Apple 2020 preview: 5G iPhones, Apple Watch Series 6, and much more

Apple Store Fifth Avenue

Here’s an idea of what the coming year will look like for Apple.

Jason Snell for Tom’s Guide:

The story of the iPhone of 2019 was a redefinition and repricing of the base-model product. Yes, the iPhone 11 is just the successor to 2018’s iPhone XR, but by giving the 11 the flagship name and cutting the price, Apple sent a strong signal that the iPhone product line was going to be more accessible and affordable than in previous years.

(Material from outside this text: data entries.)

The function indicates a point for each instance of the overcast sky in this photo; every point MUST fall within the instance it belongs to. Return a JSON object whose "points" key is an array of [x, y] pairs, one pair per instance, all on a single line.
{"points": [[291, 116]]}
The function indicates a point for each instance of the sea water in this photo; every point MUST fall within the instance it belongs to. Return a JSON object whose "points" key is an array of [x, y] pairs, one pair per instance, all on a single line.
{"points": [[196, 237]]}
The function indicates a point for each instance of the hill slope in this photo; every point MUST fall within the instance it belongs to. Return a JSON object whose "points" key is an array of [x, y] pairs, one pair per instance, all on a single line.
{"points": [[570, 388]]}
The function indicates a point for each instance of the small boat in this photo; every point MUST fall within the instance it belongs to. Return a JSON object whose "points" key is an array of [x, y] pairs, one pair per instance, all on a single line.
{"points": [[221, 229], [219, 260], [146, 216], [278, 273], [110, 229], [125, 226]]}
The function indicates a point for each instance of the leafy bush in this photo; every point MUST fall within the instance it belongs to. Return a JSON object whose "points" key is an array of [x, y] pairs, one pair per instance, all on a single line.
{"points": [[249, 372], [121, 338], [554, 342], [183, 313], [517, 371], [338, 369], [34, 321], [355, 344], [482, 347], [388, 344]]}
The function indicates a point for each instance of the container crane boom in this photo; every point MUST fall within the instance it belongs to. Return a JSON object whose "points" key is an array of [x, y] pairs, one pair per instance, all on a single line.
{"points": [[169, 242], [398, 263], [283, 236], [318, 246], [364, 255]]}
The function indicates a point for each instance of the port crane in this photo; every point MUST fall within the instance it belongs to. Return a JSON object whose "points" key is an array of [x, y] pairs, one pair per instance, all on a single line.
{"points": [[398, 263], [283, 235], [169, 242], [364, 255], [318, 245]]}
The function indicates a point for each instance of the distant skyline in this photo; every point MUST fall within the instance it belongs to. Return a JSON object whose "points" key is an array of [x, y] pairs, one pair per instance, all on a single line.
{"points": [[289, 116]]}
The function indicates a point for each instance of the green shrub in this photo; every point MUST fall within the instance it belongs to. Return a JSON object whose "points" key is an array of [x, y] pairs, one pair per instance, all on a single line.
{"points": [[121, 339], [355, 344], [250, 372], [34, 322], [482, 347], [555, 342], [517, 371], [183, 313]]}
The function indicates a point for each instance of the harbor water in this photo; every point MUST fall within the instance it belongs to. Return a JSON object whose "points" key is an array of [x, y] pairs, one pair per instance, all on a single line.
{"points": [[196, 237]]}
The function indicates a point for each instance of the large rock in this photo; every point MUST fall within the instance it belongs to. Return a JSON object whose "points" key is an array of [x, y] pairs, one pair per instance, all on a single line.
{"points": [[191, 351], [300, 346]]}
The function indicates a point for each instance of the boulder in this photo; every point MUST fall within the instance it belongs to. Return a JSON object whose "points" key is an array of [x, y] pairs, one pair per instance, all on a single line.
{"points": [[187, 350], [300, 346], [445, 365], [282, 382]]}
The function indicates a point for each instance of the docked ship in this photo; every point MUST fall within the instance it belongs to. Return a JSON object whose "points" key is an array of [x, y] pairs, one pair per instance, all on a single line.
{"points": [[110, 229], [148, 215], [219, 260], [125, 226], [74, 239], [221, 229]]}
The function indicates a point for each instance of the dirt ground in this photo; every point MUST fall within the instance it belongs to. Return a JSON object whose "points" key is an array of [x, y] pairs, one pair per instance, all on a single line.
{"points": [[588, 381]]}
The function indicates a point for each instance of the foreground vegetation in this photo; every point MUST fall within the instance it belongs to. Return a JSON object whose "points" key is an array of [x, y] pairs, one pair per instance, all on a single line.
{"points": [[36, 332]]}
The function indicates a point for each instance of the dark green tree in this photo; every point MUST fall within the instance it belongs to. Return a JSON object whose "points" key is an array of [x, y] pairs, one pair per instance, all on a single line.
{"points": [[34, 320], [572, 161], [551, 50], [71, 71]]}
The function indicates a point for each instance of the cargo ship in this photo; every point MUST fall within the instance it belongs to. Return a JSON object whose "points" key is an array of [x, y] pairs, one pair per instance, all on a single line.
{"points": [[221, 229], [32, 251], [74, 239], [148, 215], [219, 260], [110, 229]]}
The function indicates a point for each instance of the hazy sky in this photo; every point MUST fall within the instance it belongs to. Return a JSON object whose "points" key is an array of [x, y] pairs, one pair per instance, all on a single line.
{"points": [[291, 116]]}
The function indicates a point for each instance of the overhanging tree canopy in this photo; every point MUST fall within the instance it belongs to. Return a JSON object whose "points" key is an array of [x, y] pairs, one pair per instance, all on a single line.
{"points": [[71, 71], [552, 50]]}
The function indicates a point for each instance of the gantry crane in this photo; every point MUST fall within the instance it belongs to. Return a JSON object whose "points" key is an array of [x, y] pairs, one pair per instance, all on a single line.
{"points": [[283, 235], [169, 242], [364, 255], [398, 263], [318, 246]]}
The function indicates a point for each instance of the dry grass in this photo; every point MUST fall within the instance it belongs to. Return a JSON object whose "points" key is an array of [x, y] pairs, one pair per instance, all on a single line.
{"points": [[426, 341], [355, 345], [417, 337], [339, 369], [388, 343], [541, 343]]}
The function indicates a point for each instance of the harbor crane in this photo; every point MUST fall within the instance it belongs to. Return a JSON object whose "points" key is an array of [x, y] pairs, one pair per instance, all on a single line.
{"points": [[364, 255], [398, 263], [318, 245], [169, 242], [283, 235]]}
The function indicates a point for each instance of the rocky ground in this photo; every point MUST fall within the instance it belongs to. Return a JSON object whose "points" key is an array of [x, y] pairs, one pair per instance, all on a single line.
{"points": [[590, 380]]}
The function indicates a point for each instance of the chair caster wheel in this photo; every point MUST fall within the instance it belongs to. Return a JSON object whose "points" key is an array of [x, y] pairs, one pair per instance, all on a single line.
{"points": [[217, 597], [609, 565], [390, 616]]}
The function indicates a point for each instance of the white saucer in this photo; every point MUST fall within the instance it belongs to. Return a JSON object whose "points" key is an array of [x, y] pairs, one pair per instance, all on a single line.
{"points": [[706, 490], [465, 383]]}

Expect more of that in 2020… We can also expect the iPhone 12, which should bring 5G connectivity to Apple’s lineup. Besides a 5G modem, the iPhone 12 lineup could add features like a new time-of-flight sensor that delivers more augmented-reality features…

I do wonder if Apple’s surprise move of the year might come on the Mac side. For years now, there’s been speculation that Apple would move away from using Intel processors on the Mac in favor of Apple-designed, ARM-based chips… This hasn’t happened yet, but the consumer side of Apple’s laptop line consists of just the Retina MacBook Air. I wouldn’t be surprised if Apple finally took the wraps off a new processor family for the Mac in 2020, starting with a power-sipping consumer laptop with a long-lasting battery.

MacDailyNews Take: Here’s hoping that Apple finally kills off the antiquated, staccato-inducing Home button everywhere. Every time we have to use an older iPad or iPhone, or a newer one that still has a Home button, it’s an exercise in frustration. It’s just so much quicker and more fluid to use iOS/iPadOS with a swipe-based, Home button-free user interface.

When Apple brings out the new “Super” TrueDepth system on the flagship iPhones and, maybe, iPad Pros, it’d be the perfect time to bring the regular iPad, iPad Air, and iPad mini into modern times with the “regular,” now cost-effective TrueDepth camera system. iPhone 8 will fall off the bottom of the list to be replaced with iPhone XR. If the “iPhone SE 2” could somehow lose the Home button, too, we’d be free of it once and for all, but, due to cost considerations, we’d settle for Apple’s entry-level iPhone (and the iPod touch, of course), retaining the Home button in 2020. Most likely, also due to cost, Apple will keep the Home button on iPad and iPad mini, too.

As for Apple TV, how about an inexpensive, competitive “Apple TV stick?”


  1. It still takes 5-6 swipes sometimes to get back to the home screen on my X because of software and orientation hangups while the home button never took more than a press or two. Software-based interactions will always be more inconsistent and frustrating than hardware because increased complexity and dumber programmers aren’t going away.

  2. If Apple offers an ARM powered MacBook Air, as an alternative to other laptops, I’m not sure that it would be worth the effort (and cost) just to compete with Chromebooks.

    If they are making a complete platform shift, I can see a lot of people dropping Apple because of the headaches of a transition if and when applications Are rewritten. Intel have fallen behind AMD of late in several respects, particularly for desktop equipment. Apple could easily use their CPUs without the creation of software pain.

    I’m not lookin forward to such a change.

  3. Home button is more intuitive and simple. FYI, I can use BOTH Home button OR swipe up gesture on my iPads. Even though I’ve tried using the swipe exclusively, I always return to just pressing button. It has a tactile sensation that’s important. It’s why haptics are designed (at added expense) into Apple Watch and MacBook trackpads. The “click” sensation is more satisfying than swiping. Also, Touch ID is simple and cost-effective.

    iPad, iPad Air, iPad mini, and iPod touch are less than one year old. They’ll be in the lineup for at least two years (maybe three). With the new rumored iPhone (or iPhone 8 now), there are more current Apple devices with Home button than without. Home button is not going away for a while.

    1. I appreciate that some prefer the home button and Touch ID; however, I’ve used home button-free iPad Pro and iPhone every day since their respective debut, and have never missed nor thought about the home button — since adopting these new devices. For me, gestures and Face ID just work, and are intuitive and superior to the home button and Touch ID.